# Reducing final answer of laplace transform

• xtipd
In summary, the person is struggling with reducing their answer for a Laplace transform to a single fraction. They mention trying to multiply by a certain factor but are unsure of what it should be. Another person offers a solution involving simplifying factorials and expanding out the numerator. The person is grateful for the help and confirms that their initial idea was correct.

## Homework Statement

The problem is not getting the answer to the laplace transform but instead reducing my answer so i dnt lose marks.

If i work out the laplace transform of:
L(t^3 * sinh(4t)) to be
3!/(2(s- 4)^4)- 3!/(s(s+ 4)^4) then how do i add these to get a single fraction? Its doing my head in

## The Attempt at a Solution

I know something has to be multiplied but i have no idea what it is...

xtipd said:

## Homework Statement

The problem is not getting the answer to the laplace transform but instead reducing my answer so i dnt lose marks.

If i work out the laplace transform of:
L(t^3 * sinh(4t)) to be
3!/(2(s- 4)^4)- 3!/(s(s+ 4)^4) then how do i add these to get a single fraction? Its doing my head in

## The Attempt at a Solution

I know something has to be multiplied but i have no idea what it is...

Did you mean $\mathcal{L}[t^3 \sinh(4t)]=\frac{3!}{2(s- 4)^4}- \frac{3!}{2(s+ 4)^4}$?

If so, the first thing to do would be get rid of the factorials; $3!=3*2$ and then cancel the 2 in the denominators.Next, multiply the first fraction (numerator and denominator) by $(s+4)^4$ and the second fraction (numerator and denominator) by $(s-4)^4$

Then expand out the numerator and simplify.

You can also simplify the common denominator by noting that $(s+4)^4(s-4)^4=[(s+4)(s-4)]^4=(s^2-16)^4$

Yeh that's what i meant.

Awsome, cheers for the help!

thought it was something like that

## What is the Laplace transform and when is it used?

The Laplace transform is a mathematical technique used to convert a function of time into a function of complex frequency. It is often used in engineering and physics to solve differential equations and analyze systems in the frequency domain.

## Why is the final answer of Laplace transform reduced?

The final answer of Laplace transform is reduced in order to simplify and solve complex equations.
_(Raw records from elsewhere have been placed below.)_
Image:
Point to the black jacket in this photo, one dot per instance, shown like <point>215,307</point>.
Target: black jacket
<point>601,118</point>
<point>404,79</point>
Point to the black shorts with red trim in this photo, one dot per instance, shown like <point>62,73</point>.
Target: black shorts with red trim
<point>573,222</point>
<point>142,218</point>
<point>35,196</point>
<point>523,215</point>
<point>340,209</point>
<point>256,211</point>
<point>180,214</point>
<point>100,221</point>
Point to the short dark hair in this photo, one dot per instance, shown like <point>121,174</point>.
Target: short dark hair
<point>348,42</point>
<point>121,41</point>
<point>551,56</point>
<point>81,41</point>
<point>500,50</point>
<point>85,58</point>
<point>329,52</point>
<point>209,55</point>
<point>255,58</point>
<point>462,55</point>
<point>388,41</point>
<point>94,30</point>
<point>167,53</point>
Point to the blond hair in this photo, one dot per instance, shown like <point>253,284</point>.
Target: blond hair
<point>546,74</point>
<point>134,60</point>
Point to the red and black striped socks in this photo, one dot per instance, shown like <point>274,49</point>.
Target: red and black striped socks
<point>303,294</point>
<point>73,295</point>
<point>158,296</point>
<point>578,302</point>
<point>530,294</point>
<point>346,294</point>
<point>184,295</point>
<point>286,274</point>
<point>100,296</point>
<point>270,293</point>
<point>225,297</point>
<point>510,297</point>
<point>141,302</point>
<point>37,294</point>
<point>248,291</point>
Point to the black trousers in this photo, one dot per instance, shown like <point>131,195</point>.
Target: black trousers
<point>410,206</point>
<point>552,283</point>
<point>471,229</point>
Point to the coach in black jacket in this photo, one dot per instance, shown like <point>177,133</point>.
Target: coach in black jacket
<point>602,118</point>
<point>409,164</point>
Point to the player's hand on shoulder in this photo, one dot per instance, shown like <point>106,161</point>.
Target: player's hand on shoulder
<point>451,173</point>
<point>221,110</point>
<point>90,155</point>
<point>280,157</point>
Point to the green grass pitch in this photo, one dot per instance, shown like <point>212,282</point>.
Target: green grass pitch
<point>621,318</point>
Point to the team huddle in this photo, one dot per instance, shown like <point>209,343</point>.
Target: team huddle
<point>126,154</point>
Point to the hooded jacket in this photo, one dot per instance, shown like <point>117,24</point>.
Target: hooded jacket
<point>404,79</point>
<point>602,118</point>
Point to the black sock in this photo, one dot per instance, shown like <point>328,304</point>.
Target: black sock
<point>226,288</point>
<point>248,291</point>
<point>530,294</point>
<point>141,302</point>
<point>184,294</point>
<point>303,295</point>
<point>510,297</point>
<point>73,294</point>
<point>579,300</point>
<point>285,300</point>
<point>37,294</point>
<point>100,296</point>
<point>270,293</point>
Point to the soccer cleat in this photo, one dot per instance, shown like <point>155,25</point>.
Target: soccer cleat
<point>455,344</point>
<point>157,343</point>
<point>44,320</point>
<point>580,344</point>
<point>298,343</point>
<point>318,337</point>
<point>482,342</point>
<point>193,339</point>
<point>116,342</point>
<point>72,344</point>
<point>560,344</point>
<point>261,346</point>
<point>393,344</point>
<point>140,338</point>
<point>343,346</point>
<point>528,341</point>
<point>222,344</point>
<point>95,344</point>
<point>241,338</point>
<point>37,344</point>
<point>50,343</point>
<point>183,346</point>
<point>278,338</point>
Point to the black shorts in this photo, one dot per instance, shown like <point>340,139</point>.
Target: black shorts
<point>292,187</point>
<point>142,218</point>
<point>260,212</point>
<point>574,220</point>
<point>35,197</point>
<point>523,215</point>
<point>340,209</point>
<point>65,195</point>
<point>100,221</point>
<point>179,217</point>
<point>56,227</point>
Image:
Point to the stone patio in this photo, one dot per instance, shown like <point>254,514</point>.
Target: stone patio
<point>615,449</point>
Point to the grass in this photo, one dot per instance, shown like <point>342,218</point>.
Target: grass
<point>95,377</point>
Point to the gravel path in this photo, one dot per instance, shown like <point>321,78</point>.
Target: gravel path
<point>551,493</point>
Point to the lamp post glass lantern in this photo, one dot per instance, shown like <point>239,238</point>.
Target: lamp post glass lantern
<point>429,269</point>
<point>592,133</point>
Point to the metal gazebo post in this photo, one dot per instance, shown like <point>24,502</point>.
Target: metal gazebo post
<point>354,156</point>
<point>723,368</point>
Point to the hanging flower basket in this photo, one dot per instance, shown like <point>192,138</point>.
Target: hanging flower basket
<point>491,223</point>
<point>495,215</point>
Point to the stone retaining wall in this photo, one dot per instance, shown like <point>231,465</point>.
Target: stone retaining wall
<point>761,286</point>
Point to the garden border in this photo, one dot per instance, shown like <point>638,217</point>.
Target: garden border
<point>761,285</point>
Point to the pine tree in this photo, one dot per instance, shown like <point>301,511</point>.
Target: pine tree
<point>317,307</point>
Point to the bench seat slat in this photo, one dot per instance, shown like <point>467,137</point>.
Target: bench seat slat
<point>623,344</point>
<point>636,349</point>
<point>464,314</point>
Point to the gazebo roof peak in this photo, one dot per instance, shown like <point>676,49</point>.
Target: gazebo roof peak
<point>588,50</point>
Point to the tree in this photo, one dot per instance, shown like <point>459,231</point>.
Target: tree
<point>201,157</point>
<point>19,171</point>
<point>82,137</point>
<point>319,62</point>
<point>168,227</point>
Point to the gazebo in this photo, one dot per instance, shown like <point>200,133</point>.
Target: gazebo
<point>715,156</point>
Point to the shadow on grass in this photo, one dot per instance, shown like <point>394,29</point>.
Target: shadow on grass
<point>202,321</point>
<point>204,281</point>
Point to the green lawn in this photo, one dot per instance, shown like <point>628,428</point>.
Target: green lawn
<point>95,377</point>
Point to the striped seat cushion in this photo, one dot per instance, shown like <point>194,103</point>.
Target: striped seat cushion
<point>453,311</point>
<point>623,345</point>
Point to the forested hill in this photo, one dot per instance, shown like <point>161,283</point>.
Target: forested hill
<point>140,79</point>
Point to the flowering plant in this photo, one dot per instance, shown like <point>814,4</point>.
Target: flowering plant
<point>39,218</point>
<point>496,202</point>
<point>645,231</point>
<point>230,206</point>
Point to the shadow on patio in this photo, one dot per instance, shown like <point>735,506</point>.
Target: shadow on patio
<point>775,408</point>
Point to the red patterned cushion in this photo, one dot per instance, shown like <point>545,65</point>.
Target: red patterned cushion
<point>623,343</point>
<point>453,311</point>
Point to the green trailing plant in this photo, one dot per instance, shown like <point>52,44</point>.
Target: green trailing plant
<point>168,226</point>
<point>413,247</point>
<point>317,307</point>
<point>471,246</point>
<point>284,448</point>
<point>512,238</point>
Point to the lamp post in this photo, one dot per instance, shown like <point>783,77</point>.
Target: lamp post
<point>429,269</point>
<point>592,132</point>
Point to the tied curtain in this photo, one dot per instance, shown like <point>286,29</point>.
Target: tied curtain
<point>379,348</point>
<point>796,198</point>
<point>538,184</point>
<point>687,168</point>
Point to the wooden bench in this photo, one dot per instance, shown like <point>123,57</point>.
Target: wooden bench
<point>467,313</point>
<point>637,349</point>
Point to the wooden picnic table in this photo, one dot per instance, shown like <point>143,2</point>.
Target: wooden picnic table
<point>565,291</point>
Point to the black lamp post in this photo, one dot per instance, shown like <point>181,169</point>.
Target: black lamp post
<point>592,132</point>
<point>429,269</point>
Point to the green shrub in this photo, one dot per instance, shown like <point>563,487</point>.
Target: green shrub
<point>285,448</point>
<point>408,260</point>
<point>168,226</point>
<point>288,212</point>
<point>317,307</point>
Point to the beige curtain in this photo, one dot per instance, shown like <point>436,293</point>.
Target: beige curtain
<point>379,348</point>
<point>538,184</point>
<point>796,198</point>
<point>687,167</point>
By reducing the final answer, we can easily identify the behavior and characteristics of a system in the frequency domain.

## What is the process of reducing the final answer of Laplace transform?

The process of reducing the final answer of Laplace transform involves applying various mathematical techniques such as partial fraction decomposition, inverse Laplace transform, and residue theorem. These techniques help to simplify the expression and solve for the final answer.

## What are the benefits of reducing the final answer of Laplace transform?

Reducing the final answer of Laplace transform allows us to analyze and understand the behavior of a system in the frequency domain. It also helps us to solve complex equations and make predictions about the system's response to different inputs.

## Are there any limitations to reducing the final answer of Laplace transform?

While reducing the final answer of Laplace transform can help us understand and analyze a system, it may not always provide an accurate representation of the system's behavior. Additionally, the process of reducing can be time-consuming and may not always be feasible for complex systems.